In elf von zwölf Berliner Bezirken werden vom 19. Januar an Kaffeepäckchen für die Berliner Kältehilfe gesammelt. Im Rahmen der Berliner „Kaffeewette“ riefen die Bezirksbürgermeisterinnen und -bürgermeister am Dienstag die Berlinerinnen und Berliner dazu auf, möglichst viele Packungen Filterkaffee für die lokalen Einrichtungen der Kältehilfe zu spenden. Bis auf Friedrichshain-Kreuzberg beteiligen sich aktuell in diesem Jahr alle Bezirke an der Aktion.

Die Spenden können nach Angaben der Bezirksämter in den jeweiligen Rathäusern, aber auch in vielen bezirkseigenen Bibliotheken abgegeben werden. Sieger der Wette wird derjenige Berliner Bezirk, der bis zum 5. Februar die meisten Packungen gesammelt hat.
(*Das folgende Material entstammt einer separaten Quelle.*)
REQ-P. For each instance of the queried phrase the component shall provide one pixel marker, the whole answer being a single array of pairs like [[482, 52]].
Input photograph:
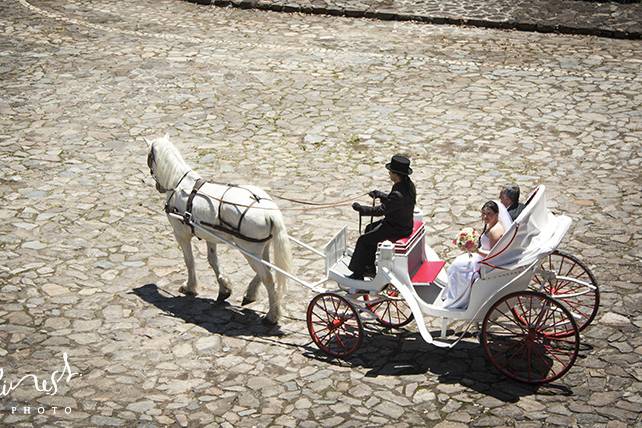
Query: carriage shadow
[[405, 354], [216, 317]]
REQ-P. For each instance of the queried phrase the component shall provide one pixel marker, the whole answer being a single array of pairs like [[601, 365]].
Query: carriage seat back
[[402, 245], [412, 246]]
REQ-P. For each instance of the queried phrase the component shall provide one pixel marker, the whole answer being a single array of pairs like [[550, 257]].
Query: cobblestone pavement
[[621, 19], [310, 107]]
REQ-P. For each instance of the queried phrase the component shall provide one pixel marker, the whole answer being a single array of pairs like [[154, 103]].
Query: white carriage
[[531, 299]]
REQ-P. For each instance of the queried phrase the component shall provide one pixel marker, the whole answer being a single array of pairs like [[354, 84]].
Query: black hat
[[399, 165]]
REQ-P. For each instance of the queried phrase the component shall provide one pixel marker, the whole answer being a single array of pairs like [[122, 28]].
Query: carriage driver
[[397, 208]]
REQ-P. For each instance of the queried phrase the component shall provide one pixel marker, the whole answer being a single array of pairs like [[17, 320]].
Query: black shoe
[[356, 276]]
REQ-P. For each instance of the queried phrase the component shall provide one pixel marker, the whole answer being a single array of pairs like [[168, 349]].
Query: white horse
[[252, 218]]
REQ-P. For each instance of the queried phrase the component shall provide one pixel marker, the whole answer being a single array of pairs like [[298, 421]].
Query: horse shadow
[[215, 317], [402, 353]]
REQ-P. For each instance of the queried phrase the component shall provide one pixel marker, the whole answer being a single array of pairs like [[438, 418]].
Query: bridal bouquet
[[467, 240]]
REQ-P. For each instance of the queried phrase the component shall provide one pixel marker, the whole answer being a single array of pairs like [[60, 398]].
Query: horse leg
[[274, 313], [185, 242], [253, 288], [224, 290]]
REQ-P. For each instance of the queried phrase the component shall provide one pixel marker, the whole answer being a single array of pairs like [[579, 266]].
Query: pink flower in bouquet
[[467, 240]]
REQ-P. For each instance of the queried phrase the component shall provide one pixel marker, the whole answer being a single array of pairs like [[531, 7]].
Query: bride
[[463, 271]]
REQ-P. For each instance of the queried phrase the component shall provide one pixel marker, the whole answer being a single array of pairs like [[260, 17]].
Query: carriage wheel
[[334, 325], [525, 335], [391, 313], [580, 300]]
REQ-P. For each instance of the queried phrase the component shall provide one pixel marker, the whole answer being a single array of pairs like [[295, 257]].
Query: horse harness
[[224, 225]]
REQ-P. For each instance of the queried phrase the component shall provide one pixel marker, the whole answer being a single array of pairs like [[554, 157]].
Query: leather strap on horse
[[234, 231], [190, 200]]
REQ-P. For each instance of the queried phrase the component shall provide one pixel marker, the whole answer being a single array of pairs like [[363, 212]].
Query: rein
[[311, 205]]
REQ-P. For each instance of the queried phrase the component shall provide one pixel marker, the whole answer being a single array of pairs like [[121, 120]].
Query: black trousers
[[366, 248]]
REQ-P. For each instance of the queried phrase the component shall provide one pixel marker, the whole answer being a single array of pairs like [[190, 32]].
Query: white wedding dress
[[464, 269]]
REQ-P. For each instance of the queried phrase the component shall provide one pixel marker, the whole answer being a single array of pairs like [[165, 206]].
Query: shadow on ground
[[404, 353], [216, 317]]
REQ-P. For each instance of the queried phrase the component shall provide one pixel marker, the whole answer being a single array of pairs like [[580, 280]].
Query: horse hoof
[[246, 301], [267, 321], [187, 292], [222, 296]]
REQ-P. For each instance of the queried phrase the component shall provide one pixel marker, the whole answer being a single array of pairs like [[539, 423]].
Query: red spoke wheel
[[525, 335], [334, 325], [580, 300], [393, 312]]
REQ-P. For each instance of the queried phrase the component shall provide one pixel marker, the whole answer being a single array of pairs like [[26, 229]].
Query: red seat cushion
[[428, 272]]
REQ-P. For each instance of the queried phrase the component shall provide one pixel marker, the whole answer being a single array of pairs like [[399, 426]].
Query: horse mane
[[169, 163]]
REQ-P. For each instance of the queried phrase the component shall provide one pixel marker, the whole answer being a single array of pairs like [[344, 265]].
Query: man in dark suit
[[397, 208], [509, 196]]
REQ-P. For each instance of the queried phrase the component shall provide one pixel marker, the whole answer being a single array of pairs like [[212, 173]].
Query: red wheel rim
[[334, 325], [581, 301], [525, 335], [391, 313]]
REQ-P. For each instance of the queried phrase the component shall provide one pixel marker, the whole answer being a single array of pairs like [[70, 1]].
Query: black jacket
[[397, 207]]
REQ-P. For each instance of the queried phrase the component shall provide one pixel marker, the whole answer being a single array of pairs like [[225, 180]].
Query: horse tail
[[282, 250]]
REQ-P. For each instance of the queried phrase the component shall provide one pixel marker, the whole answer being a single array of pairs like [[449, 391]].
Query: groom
[[509, 196]]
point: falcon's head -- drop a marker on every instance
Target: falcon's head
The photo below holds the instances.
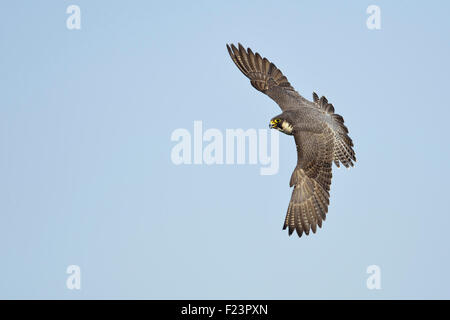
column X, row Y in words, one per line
column 282, row 125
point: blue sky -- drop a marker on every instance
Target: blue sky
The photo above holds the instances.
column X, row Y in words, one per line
column 87, row 179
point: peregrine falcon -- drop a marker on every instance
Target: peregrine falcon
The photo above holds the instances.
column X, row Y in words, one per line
column 320, row 136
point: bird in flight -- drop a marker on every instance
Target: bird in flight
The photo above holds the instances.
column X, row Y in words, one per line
column 319, row 134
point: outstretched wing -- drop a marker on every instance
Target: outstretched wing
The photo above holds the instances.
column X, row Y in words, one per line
column 311, row 180
column 343, row 144
column 265, row 77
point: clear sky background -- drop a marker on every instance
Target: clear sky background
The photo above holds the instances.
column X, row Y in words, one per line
column 86, row 176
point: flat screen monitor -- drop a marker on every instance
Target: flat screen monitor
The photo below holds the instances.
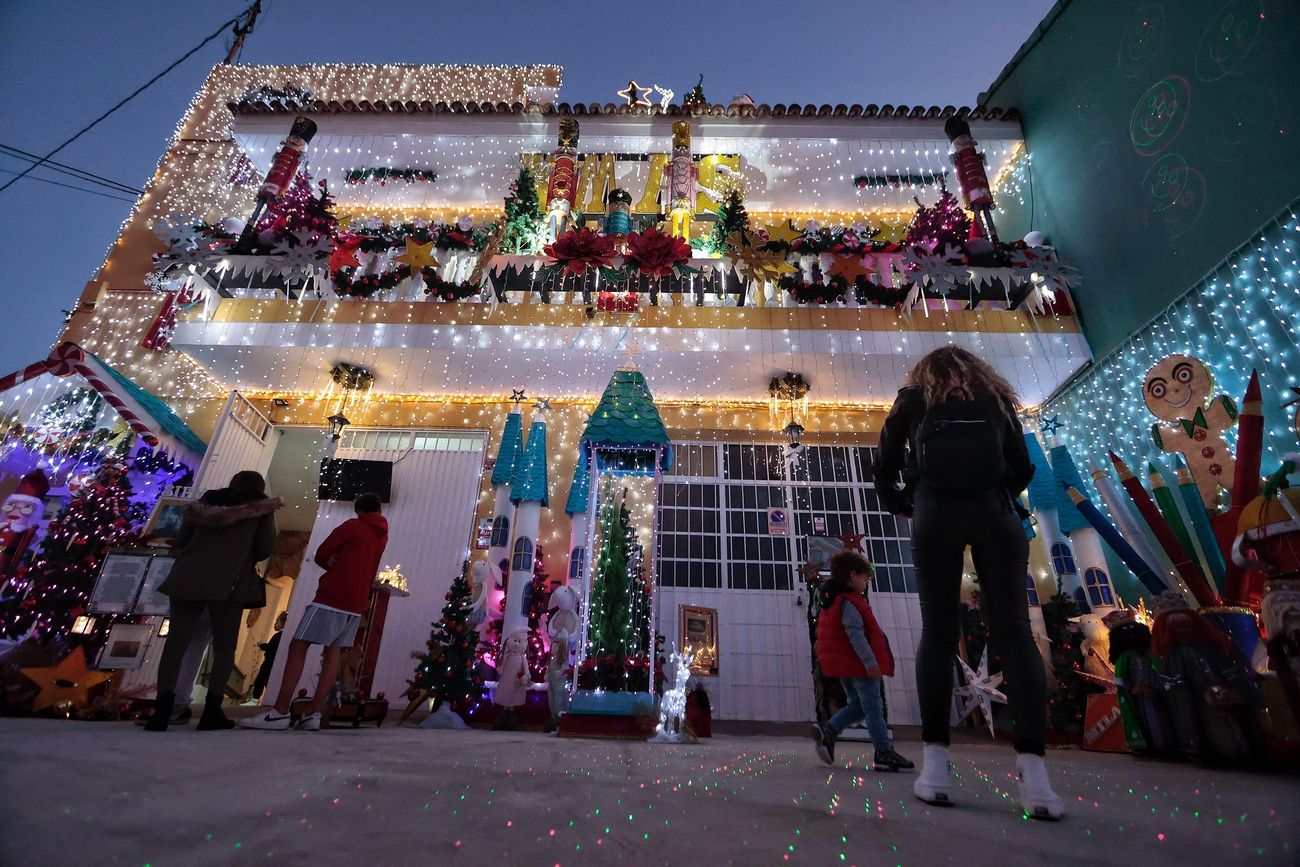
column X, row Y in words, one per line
column 343, row 478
Im vergangenen Jahr war das Reinickendorf.

Mindestens 500 Päckchen

Jeder Bezirk, der es schafft, mindestens 500 Kaffeepäckchen zu sammeln, erhält zudem von dem Einzelhändler Michael Lind und weiteren Aktionspartnern aus dem Handel jeweils 2.500 Euro für lokale Kältehilfe-Einrichtungen. Lind ist Betreiber mehrerer Nahkauf-Filialen in Reinickendorf und Neukölln und setzt sich seit vielen Jahren für Obdachlose ein.
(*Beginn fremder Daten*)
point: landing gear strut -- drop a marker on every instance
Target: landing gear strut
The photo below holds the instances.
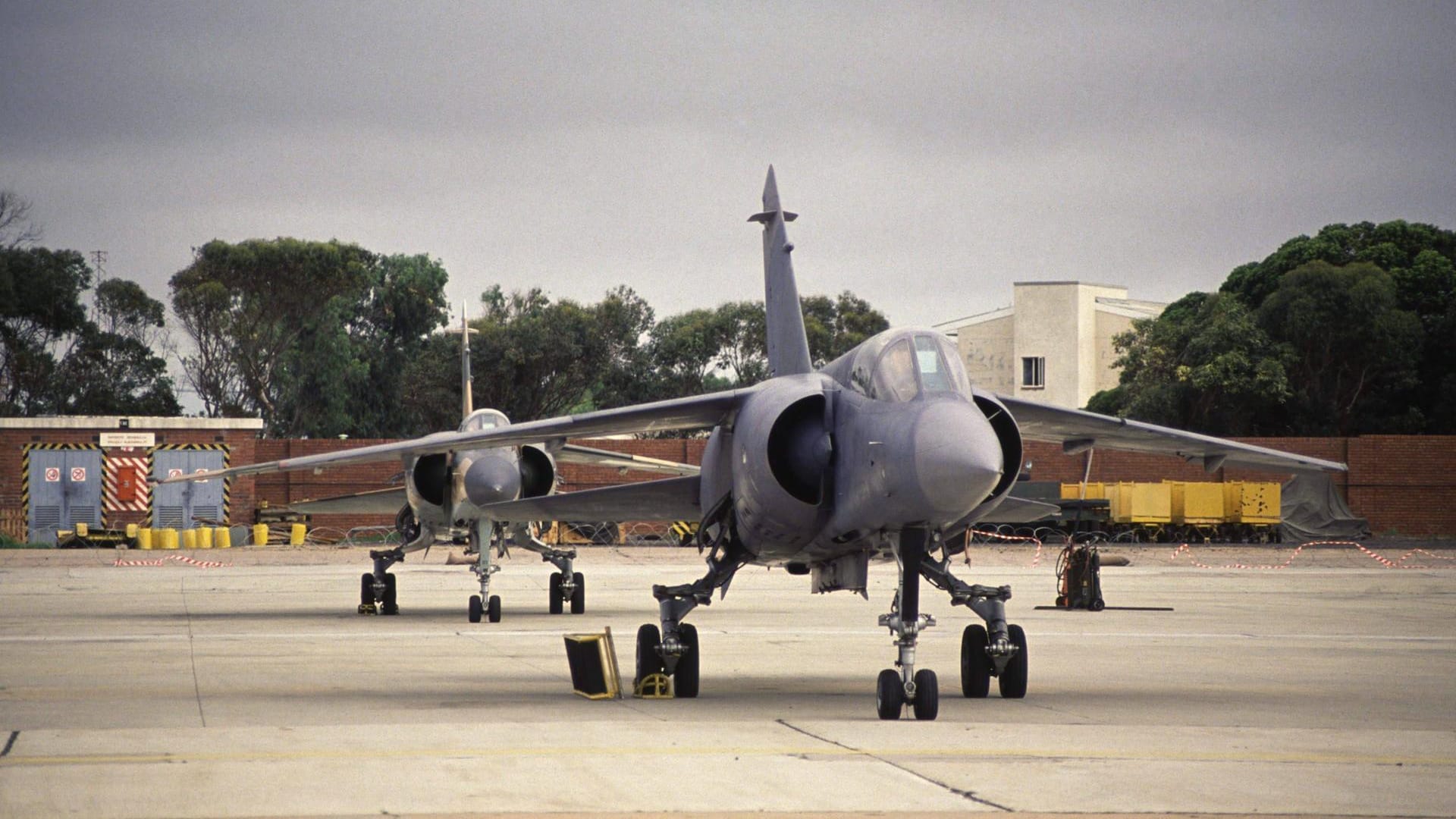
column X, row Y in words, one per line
column 565, row 585
column 921, row 689
column 484, row 538
column 992, row 651
column 674, row 651
column 378, row 592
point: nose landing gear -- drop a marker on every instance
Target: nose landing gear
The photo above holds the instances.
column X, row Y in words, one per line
column 918, row 689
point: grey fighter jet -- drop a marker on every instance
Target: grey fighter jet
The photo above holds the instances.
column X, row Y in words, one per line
column 446, row 493
column 884, row 453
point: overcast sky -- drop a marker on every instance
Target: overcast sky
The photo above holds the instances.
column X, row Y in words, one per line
column 937, row 152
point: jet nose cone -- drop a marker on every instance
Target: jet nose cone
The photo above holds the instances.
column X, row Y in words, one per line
column 492, row 480
column 957, row 457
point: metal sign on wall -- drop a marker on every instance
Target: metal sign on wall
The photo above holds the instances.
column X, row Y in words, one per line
column 128, row 439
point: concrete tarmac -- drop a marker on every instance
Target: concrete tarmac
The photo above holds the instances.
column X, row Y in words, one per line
column 255, row 689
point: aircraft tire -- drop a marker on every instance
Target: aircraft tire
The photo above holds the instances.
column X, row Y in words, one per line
column 890, row 694
column 391, row 595
column 927, row 695
column 1014, row 679
column 555, row 594
column 648, row 662
column 976, row 665
column 579, row 596
column 685, row 679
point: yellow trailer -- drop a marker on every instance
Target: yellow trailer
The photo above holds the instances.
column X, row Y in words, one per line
column 1095, row 490
column 1251, row 503
column 1142, row 503
column 1197, row 502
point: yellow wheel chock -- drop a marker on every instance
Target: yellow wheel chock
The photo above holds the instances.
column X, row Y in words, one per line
column 654, row 687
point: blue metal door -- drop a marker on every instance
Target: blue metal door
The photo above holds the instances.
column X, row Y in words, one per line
column 64, row 491
column 191, row 503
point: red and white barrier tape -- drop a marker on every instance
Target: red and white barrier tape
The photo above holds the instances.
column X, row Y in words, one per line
column 1385, row 561
column 180, row 558
column 1036, row 558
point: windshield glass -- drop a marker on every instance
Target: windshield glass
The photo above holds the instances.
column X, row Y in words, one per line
column 940, row 366
column 894, row 373
column 903, row 366
column 484, row 420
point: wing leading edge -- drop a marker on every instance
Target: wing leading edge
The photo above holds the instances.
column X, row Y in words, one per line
column 670, row 499
column 693, row 413
column 1078, row 430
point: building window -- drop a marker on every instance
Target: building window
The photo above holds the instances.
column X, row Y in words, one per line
column 1034, row 372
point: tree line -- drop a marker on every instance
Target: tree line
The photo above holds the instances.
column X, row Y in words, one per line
column 1350, row 331
column 328, row 338
column 1345, row 333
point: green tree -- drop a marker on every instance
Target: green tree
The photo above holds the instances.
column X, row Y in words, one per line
column 39, row 306
column 310, row 335
column 1353, row 352
column 1203, row 365
column 836, row 325
column 1391, row 246
column 55, row 359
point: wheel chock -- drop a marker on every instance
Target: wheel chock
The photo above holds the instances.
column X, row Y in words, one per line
column 593, row 662
column 654, row 687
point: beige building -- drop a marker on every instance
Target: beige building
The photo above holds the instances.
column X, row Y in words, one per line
column 1053, row 343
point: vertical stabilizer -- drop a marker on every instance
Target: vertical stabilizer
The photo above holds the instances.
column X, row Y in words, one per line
column 466, row 394
column 788, row 344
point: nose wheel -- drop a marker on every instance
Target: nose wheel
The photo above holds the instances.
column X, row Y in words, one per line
column 566, row 586
column 918, row 689
column 491, row 610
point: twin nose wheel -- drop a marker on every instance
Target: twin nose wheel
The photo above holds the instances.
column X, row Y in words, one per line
column 890, row 695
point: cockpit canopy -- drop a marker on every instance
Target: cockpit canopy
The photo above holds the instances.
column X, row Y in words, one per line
column 903, row 365
column 484, row 420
Die Kaffeepackungen gehen den Angaben zufolge direkt an eine der Kältehilfeeinrichtungen vor Ort und würden dazu beitragen, dass obdachlose Menschen besser durch den Winter kommen. Initiiert hat die „Kaffeewette“ vor sieben Jahren Einzelhändler Lind gemeinsam mit dem Neuköllner Bezirksbürgermeister Martin Hikel (SPD). Unterstützt werden bei der jährlichen Spendenaktion laut Hikel „die Schwächsten unserer Gesellschaft“.